The method further provides jetting a lateral borehole into the subsurface formation. This is done by using hydraulic fluid. In one embodiment, the borehole is jetted at a depth of greater than 400 feet, and to a length of at least 50 feet (15.2 meters) from the wellbore. The tool assembly 300 can also be rotated around the casing I.D. allowing multiple radial boreholes to be created while still anchored in the casing.

Use of the downhole tool assembly 300 and the steps shown in FIGS. 10A through 10E beneficially allows the operator to continue production of a flowing well during the process of jetting a lateral borehole 1090. If no significant increase in oil and/or gas production rate is observed in connection with fluid returns, the operator may choose to cease jetting that specific mini-lateral. The operator can then index the assembly 300 using the indexing section to another radial direction, and form a new lateral borehole. Alternatively, the operator may release the slips 345 in the anchor section, and move the tool assembly 300 to a different depth within the target pay zone, or to a newly-targeted pay zone altogether, before beginning a new jetting procedure. Conversely, if favorable production increase is observed, the operator may attempt to maximize the length and/or diameter of that specific lateral borehole. Hence, “real time” production and pressure responses are realized in jetting boreholes using the assembly 300 herein.

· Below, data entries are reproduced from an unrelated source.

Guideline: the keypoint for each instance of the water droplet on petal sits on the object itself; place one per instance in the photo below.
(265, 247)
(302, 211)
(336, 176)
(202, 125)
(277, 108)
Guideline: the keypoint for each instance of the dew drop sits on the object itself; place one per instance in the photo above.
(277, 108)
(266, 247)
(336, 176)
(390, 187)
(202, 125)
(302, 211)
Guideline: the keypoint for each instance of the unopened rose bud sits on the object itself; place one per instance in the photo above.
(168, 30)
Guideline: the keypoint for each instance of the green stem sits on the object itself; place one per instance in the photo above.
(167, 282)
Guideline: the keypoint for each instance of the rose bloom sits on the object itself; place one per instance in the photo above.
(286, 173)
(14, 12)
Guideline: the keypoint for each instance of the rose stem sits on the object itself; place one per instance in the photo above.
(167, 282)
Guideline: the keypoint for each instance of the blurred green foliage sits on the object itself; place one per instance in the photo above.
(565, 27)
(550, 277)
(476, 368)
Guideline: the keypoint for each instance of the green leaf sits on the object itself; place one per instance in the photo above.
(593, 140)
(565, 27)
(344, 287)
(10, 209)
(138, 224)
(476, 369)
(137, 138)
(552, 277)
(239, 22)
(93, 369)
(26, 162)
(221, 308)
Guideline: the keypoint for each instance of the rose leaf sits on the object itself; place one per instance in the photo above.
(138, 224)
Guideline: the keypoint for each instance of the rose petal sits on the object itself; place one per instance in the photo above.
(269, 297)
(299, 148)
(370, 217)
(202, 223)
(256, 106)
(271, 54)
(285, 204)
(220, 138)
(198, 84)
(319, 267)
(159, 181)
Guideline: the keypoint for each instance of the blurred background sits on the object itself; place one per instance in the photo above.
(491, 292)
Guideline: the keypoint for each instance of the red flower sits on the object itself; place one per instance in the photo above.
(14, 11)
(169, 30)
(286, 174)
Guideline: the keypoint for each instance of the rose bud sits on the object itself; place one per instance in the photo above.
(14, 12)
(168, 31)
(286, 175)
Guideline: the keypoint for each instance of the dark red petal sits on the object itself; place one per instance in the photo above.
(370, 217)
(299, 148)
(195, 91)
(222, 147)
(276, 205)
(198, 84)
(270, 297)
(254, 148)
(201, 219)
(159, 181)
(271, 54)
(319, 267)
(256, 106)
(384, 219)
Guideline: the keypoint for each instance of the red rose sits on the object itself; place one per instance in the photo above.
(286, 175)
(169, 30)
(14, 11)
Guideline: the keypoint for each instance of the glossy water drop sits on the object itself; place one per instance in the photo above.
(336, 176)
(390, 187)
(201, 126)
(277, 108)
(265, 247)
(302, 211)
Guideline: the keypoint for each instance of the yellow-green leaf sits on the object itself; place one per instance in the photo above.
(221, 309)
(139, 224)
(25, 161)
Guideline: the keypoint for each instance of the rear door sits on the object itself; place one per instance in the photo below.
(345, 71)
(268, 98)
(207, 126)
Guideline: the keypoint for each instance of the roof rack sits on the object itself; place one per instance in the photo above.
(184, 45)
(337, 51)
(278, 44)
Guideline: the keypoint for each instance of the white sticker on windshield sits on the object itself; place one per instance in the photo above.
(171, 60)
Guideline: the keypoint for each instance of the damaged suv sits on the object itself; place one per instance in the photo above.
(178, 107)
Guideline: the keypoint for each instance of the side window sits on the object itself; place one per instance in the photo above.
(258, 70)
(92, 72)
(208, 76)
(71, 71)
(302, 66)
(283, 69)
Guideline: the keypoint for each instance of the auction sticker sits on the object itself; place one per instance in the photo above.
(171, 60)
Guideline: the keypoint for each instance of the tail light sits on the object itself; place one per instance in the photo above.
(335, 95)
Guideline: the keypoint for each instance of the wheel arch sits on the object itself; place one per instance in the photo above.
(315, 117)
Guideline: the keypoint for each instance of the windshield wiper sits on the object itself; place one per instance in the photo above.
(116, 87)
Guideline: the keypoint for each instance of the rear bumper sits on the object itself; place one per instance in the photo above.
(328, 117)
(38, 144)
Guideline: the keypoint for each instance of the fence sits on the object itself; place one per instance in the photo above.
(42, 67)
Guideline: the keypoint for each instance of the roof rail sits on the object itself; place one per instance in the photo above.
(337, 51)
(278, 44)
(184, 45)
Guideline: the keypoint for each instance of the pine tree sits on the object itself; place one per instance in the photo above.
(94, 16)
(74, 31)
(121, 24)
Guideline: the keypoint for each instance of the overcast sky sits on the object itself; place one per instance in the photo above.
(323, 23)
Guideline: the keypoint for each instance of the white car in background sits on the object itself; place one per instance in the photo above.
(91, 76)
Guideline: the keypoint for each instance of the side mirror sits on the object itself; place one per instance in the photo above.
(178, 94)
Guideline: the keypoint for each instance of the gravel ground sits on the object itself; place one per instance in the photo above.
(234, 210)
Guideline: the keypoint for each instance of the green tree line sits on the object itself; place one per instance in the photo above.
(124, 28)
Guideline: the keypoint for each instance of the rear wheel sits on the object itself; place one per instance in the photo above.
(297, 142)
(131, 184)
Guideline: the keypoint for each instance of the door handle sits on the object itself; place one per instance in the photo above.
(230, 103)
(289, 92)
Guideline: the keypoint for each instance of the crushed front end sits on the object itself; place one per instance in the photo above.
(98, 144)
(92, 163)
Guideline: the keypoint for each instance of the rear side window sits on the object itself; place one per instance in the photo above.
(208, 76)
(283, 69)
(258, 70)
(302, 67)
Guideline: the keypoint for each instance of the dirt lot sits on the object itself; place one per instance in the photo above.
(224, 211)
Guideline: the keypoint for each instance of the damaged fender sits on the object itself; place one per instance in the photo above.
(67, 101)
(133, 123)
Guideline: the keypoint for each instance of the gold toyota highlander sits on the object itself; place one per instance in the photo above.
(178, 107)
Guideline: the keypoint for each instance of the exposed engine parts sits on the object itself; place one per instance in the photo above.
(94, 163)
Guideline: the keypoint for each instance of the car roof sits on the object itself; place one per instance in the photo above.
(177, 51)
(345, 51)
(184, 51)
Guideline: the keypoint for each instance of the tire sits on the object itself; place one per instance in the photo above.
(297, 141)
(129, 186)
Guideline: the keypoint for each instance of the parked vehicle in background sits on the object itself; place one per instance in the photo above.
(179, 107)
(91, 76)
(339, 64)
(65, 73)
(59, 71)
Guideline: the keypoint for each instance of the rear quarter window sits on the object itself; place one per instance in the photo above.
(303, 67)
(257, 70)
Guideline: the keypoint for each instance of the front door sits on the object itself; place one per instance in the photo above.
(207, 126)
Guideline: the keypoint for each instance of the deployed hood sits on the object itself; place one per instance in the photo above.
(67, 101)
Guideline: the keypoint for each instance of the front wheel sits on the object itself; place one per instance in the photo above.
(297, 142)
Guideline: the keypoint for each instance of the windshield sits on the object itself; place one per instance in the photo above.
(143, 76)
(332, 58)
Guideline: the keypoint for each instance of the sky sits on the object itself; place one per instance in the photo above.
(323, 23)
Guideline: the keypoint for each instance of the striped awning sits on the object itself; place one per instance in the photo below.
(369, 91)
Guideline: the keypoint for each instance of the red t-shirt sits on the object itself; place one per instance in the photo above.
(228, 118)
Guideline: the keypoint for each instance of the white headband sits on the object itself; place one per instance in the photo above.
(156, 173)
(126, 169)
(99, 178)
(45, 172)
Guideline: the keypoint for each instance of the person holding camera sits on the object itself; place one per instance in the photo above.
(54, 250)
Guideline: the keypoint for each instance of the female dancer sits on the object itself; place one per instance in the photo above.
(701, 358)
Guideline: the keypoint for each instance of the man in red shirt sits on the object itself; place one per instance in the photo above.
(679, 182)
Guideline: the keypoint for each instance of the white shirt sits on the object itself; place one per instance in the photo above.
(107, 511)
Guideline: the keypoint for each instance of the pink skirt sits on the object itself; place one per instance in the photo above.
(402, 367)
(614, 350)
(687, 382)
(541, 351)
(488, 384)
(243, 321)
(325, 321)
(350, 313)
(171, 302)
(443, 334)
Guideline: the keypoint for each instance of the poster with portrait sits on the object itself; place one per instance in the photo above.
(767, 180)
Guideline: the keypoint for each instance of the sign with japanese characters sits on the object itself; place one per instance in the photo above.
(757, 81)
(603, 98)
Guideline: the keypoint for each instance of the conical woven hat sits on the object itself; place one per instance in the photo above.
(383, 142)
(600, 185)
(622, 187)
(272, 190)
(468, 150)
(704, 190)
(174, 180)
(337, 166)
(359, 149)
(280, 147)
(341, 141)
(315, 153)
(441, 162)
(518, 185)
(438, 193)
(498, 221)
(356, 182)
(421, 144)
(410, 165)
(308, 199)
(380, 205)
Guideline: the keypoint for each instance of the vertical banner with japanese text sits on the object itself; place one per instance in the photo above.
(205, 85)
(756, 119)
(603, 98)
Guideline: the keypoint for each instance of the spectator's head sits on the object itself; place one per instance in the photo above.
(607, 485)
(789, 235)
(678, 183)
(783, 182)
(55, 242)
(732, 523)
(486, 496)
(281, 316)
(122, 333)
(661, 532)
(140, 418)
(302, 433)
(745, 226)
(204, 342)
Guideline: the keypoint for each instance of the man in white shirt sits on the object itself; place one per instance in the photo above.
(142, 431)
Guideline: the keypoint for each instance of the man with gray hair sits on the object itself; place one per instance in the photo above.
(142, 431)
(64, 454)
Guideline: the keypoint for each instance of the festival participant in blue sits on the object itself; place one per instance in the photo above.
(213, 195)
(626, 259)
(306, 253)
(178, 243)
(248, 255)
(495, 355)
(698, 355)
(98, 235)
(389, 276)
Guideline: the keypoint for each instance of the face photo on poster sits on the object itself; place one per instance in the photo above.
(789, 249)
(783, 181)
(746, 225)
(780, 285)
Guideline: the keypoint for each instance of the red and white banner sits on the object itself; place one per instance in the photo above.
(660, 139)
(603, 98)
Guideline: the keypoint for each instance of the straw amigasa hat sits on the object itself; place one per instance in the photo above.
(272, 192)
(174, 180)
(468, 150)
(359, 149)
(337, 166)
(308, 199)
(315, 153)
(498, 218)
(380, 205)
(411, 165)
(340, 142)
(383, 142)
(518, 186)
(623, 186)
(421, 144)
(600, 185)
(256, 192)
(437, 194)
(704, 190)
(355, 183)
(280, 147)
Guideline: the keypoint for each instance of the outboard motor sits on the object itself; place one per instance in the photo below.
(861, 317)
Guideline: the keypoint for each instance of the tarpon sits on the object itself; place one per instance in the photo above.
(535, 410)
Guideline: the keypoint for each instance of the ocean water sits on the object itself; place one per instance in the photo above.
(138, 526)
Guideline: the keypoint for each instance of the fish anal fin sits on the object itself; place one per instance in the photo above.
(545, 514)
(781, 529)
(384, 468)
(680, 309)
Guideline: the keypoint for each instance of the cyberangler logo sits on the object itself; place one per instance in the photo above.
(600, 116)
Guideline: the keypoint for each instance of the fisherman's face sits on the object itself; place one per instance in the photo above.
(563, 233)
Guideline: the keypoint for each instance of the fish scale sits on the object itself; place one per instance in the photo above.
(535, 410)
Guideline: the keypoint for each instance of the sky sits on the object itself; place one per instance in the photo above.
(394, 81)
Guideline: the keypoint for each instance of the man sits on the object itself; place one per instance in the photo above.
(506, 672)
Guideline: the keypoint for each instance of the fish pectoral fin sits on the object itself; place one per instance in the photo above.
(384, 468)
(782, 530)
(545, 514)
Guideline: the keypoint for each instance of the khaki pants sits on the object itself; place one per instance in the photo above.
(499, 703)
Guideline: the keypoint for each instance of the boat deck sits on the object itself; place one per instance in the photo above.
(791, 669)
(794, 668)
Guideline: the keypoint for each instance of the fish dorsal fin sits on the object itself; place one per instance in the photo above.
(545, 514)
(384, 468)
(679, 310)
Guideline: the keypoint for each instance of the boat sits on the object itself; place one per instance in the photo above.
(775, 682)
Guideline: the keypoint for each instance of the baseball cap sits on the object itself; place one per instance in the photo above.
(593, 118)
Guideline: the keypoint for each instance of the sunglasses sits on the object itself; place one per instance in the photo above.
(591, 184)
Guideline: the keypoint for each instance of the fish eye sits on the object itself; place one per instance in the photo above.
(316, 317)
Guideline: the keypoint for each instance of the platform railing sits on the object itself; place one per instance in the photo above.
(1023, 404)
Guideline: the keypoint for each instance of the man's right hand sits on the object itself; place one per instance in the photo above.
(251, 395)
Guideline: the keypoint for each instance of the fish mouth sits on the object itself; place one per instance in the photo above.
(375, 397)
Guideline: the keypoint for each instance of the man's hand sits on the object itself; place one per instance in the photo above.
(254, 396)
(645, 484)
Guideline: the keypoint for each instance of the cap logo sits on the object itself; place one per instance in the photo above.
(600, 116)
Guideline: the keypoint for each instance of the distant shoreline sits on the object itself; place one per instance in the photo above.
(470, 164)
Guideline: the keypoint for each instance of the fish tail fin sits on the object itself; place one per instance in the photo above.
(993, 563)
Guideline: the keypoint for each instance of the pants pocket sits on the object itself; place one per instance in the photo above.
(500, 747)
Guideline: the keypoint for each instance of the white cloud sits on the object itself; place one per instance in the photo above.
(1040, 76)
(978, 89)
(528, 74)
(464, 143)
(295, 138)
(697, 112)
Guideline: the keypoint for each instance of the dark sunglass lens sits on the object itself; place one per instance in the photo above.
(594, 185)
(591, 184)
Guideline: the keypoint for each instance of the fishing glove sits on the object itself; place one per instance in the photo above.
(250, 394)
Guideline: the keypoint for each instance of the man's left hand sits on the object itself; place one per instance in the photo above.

Given the subject method and invention, no cement squeezes are required to remediate wells in these situations. A slimhole recompletion, where the casing leaks are isolated by running a packer on the end of the production tubing and/or cementing the production tubing in place inside the well's production casing, can immediately isolate the producing formation from the casing leak. Any drilling mud left in the wellbore opposite the producing formation can then be jetted out with the same coiled tubing unit that will subsequently perform the lateral jetting operations. The hydraulically jetted horizontal lateral boreholes will then be able to access “fresh rock” either: (1) well beyond the damaged area within the pay zone invaded by mud and/or mud filtrate; or, (2) along a different azimuth altogether from that of a mud-damaged interface of an original hydraulic fracture plane.

In addition to these benefits, the systems and methods allow the operator to maximize power output, as a larger jetting hose may be deployed as compared to the hose size that the operator could use with previously known systems and methods. The system utilizes substantially the entire inner diameter of the casing as the bend radius for a hydraulic jetting hose, thus providing for the maximum hydraulic horsepower at the jetting nozzle.

While it will be apparent that the inventions herein described are well calculated to achieve the benefits and advantages set forth above, it will be appreciated that the inventions are susceptible to modification, variation and change without departing from the spirit thereof. While it is realized that certain embodiments of the invention have been disclosed herein, it is perceived that further modifications will occur to those skilled in the art, and such obvious modifications are intended to be within the scope and spirit of the present invention.